Lectures on differential equations for Feynman integrals

TL;DR

This paper reviews recent advances in solving Feynman integrals with differential equations, highlighting algorithms, canonical forms, and new methods for simplifying and computing these integrals in quantum field theory.

Contribution

It introduces new algorithms and approaches for simplifying Feynman integrals using differential equations and properties of loop integrands, including canonical forms and basis optimization.

Findings

Algorithms for simplifying differential equations of Feynman integrals.

Connection between canonical forms and recent conjectures.
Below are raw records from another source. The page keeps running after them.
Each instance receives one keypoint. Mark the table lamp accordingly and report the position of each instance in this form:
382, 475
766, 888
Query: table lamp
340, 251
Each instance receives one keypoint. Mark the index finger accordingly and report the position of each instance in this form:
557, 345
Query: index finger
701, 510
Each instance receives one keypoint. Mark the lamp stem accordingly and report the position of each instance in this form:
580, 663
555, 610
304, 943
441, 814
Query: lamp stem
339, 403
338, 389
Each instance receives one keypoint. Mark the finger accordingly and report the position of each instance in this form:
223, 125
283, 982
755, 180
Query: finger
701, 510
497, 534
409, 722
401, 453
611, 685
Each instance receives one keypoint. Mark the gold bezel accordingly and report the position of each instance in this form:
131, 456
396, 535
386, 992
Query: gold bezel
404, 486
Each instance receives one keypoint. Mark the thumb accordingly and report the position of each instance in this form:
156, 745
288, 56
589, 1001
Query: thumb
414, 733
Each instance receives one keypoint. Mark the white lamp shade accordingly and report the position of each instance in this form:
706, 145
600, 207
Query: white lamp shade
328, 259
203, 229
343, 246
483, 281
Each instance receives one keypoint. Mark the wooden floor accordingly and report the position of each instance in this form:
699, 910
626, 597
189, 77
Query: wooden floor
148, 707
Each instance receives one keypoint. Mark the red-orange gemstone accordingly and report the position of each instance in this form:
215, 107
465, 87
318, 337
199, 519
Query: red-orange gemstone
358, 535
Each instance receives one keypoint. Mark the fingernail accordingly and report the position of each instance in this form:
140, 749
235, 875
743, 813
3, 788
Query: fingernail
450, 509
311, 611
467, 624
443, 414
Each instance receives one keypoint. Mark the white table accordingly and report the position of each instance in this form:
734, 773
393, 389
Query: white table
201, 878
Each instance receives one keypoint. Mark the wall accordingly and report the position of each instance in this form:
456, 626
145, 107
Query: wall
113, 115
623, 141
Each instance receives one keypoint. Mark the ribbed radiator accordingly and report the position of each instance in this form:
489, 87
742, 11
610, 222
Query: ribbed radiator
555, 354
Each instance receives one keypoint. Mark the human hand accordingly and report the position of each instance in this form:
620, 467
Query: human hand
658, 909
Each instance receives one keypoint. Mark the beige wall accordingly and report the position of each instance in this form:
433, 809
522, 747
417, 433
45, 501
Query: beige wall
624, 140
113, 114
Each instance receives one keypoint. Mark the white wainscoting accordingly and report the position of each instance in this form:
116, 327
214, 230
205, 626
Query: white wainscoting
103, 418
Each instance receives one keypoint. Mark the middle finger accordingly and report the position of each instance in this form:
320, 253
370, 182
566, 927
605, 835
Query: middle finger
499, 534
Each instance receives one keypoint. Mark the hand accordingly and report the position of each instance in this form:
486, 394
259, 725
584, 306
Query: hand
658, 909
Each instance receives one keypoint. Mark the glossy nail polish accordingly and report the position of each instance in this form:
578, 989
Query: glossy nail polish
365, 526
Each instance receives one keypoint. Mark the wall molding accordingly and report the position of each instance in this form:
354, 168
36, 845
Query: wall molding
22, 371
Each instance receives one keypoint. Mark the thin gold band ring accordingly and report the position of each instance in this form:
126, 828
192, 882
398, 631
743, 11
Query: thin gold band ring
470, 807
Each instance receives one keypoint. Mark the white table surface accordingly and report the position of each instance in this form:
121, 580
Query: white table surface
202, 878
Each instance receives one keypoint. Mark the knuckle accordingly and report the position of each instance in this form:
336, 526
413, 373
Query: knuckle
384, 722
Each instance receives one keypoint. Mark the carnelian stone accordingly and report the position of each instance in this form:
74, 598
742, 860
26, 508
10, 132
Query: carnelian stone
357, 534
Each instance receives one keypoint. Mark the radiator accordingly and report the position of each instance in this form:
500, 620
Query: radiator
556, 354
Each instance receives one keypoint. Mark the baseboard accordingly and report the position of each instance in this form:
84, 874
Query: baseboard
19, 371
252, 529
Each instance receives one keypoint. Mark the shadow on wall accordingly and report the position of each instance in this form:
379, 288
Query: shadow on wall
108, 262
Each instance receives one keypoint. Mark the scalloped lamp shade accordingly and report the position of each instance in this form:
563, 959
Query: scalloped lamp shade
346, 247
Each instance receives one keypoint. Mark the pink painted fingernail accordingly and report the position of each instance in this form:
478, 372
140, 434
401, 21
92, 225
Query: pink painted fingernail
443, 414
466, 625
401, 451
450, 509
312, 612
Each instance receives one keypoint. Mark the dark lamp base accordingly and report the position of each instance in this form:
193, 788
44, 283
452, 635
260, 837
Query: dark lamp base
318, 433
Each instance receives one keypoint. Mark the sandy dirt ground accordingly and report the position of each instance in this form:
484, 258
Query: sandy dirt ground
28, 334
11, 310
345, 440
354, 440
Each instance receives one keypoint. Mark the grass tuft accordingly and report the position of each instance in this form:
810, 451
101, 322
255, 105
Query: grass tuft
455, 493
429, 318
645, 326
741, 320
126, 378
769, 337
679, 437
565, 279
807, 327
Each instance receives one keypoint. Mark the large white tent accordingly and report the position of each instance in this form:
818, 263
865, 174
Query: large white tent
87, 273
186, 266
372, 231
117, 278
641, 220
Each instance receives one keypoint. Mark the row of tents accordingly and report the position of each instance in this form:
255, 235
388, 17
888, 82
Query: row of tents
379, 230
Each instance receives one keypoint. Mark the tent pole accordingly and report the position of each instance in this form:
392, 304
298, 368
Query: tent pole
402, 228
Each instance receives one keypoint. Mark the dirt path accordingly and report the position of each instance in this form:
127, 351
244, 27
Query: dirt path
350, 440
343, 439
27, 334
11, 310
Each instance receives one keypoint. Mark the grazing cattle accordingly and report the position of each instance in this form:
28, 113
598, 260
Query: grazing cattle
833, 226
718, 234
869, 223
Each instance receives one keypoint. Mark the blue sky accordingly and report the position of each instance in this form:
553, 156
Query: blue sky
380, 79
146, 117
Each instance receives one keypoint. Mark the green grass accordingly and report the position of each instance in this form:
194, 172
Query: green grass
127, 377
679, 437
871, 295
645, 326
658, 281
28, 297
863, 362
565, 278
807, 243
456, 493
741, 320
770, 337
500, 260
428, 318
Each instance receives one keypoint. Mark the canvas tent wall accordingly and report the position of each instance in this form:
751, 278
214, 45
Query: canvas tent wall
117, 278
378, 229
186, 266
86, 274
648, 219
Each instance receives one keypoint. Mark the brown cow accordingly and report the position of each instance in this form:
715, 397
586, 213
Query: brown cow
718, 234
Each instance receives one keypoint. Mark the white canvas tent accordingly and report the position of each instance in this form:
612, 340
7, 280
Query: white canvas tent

Application of the Drinfeld associator to bootstrap single-scale integrals.

Abstract

Over the last year significant progress was made in the understanding of the computation of Feynman integrals using differential equations. These lectures give a review of these developments, while not assuming any prior knowledge of the subject. After an introduction to differential equations for Feynman integrals, we point out how they can be simplified using algorithms available in the mathematical literature. We discuss how this is related to a recent conjecture for a canonical form of the equations. We also discuss a complementary approach that allows based on properties of the space-time loop integrands, and explain how the ideas of leading singularities and d-log representations can be used to find an optimal basis for the differential equations. Finally, as an application of the differential equations method we show how single-scale integrals can be bootstrapped using the Drinfeld associator of a differential equation.